Der Deutsche Verbraucherschutzring e.V. (DVS)
  (04.03.2014)

Massive Kritik an der BaFin: Prokon-Schieflage war ihr bekannt, S&K ließ sie gewähren

4. März 2014. Die Bundesanstalt für Finanzdienstleistungsaufsicht (BaFin) gerät zunehmend in Kritik. Schon vor Jahren hätte sie, so das Handelsblatt, von den mutmaßlich betrügerischen Geschäften der Immobiliengruppe S&K wissen können. Dass der Windparkfinanzierer PROKON Altanleger mit dem Geld neuer Anleger ausbezahlt hatte, sei der Behörde ebenfalls bekannt gewesen.  Allein bei diesen beiden Fällen gehe es um mehr als 1,5 Milliarden Euro Anlagekapital, so der Deutsche Verbraucherschutzring e. V. (DVS). Dass bei Anlegern das Vertrauen in die BaFin schweren Schaden genommen hat, ist kein Wunder.

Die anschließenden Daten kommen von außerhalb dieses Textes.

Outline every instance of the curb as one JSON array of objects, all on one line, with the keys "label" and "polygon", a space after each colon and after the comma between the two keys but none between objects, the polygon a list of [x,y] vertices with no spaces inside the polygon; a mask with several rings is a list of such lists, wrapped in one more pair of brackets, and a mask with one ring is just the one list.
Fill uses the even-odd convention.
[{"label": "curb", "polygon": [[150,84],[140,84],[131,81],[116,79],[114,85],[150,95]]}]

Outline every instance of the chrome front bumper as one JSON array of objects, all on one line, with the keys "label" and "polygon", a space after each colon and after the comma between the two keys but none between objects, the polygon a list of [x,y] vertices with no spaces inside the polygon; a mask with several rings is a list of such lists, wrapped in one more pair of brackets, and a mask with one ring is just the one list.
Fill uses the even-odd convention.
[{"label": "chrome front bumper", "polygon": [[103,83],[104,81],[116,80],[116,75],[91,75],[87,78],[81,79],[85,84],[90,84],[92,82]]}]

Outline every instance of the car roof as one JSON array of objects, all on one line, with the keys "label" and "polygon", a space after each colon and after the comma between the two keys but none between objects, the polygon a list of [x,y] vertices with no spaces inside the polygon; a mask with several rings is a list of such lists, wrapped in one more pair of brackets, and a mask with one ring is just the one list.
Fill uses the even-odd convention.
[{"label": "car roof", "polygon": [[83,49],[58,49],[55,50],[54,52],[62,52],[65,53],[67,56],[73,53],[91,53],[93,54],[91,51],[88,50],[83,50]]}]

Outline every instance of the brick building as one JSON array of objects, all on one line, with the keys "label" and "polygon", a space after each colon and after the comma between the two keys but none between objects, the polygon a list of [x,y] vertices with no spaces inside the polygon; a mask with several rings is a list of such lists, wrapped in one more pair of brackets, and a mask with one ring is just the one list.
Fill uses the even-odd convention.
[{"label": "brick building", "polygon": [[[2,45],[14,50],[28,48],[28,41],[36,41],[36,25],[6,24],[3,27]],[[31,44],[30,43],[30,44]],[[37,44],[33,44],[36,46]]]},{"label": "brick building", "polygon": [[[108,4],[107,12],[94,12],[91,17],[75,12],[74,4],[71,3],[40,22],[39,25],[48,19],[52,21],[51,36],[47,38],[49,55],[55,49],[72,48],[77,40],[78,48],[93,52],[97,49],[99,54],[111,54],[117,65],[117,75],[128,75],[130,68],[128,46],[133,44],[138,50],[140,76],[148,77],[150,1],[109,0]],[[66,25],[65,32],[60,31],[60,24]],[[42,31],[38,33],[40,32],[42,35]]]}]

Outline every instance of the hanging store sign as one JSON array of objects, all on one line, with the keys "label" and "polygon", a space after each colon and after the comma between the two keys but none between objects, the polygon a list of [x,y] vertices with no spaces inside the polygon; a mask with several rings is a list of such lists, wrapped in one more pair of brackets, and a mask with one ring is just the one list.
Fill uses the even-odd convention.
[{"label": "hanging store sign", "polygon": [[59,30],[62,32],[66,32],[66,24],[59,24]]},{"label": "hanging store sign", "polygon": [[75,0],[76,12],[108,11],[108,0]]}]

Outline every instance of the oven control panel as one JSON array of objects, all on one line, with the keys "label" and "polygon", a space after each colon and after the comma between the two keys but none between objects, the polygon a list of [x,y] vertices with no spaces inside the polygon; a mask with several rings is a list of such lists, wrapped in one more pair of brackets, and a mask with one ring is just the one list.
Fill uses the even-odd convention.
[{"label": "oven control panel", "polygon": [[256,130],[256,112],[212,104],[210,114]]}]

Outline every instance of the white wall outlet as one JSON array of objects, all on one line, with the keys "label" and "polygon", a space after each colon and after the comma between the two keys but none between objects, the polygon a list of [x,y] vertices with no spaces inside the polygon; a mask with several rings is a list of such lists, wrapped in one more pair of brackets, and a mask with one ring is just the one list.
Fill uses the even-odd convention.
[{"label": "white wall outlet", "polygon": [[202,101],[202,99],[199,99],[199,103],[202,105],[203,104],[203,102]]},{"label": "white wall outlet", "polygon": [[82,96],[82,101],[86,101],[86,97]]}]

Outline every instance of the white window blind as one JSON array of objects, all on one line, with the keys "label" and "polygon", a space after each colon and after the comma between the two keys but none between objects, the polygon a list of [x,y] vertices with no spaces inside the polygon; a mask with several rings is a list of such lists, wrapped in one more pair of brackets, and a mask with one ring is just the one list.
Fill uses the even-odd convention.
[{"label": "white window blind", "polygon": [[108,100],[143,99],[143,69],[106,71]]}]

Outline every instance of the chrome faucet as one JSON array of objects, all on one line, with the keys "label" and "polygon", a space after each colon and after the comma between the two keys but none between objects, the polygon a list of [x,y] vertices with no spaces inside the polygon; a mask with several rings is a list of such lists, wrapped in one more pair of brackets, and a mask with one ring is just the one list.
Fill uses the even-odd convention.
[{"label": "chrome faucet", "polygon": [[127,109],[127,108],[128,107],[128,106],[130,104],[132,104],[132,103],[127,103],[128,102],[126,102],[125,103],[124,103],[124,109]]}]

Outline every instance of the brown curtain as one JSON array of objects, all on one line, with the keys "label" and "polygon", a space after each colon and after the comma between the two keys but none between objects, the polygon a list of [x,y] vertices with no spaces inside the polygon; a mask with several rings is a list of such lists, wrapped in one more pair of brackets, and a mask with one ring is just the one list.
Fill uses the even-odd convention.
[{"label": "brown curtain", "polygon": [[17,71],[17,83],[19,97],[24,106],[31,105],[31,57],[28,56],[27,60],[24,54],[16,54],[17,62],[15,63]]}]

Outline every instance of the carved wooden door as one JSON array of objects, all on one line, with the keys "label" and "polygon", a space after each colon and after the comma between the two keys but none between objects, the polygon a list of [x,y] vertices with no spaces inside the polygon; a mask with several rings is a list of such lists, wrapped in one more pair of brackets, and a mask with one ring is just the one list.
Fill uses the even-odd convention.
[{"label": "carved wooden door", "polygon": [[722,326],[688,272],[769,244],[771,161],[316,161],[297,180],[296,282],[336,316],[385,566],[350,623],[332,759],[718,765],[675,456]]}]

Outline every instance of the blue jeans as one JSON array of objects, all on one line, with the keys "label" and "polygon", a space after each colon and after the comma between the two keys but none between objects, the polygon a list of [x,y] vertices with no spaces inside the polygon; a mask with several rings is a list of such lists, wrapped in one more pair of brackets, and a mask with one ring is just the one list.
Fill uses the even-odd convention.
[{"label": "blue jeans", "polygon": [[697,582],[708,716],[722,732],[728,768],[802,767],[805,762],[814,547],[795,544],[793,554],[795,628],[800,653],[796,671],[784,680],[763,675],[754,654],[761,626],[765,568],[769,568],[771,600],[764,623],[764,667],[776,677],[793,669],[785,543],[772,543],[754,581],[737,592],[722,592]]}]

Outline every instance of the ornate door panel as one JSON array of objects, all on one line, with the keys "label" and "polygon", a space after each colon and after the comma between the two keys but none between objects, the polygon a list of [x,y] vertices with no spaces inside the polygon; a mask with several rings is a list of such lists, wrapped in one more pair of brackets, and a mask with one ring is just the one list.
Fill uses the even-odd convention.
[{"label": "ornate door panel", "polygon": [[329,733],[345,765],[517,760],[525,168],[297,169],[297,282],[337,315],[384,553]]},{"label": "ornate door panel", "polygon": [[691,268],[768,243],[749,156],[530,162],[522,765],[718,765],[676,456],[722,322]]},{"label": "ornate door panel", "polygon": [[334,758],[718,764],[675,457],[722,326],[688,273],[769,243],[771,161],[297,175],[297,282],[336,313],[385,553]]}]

Eine der Hauptaufgaben der BaFin ist die Aufsicht über Banken, Versicherungen und den Handel mit Wertpapieren in Deutschland. Sie ist für Anbieter und Konsumenten gleichermaßen verantwortlich. Sie achtet auf die Solvenz von Banken, Versicherungen und Finanzdienstleistungsinstituten und sichert für Anleger, Bankkunden und Versicherte das Vertrauen in die Finanzmärkte und die darin agierenden Gesellschaften. „Das vermittelt Anlegern oft eine falsche Sicherheit“, so Jana Vollmann, Geschäftsführerin des DVS.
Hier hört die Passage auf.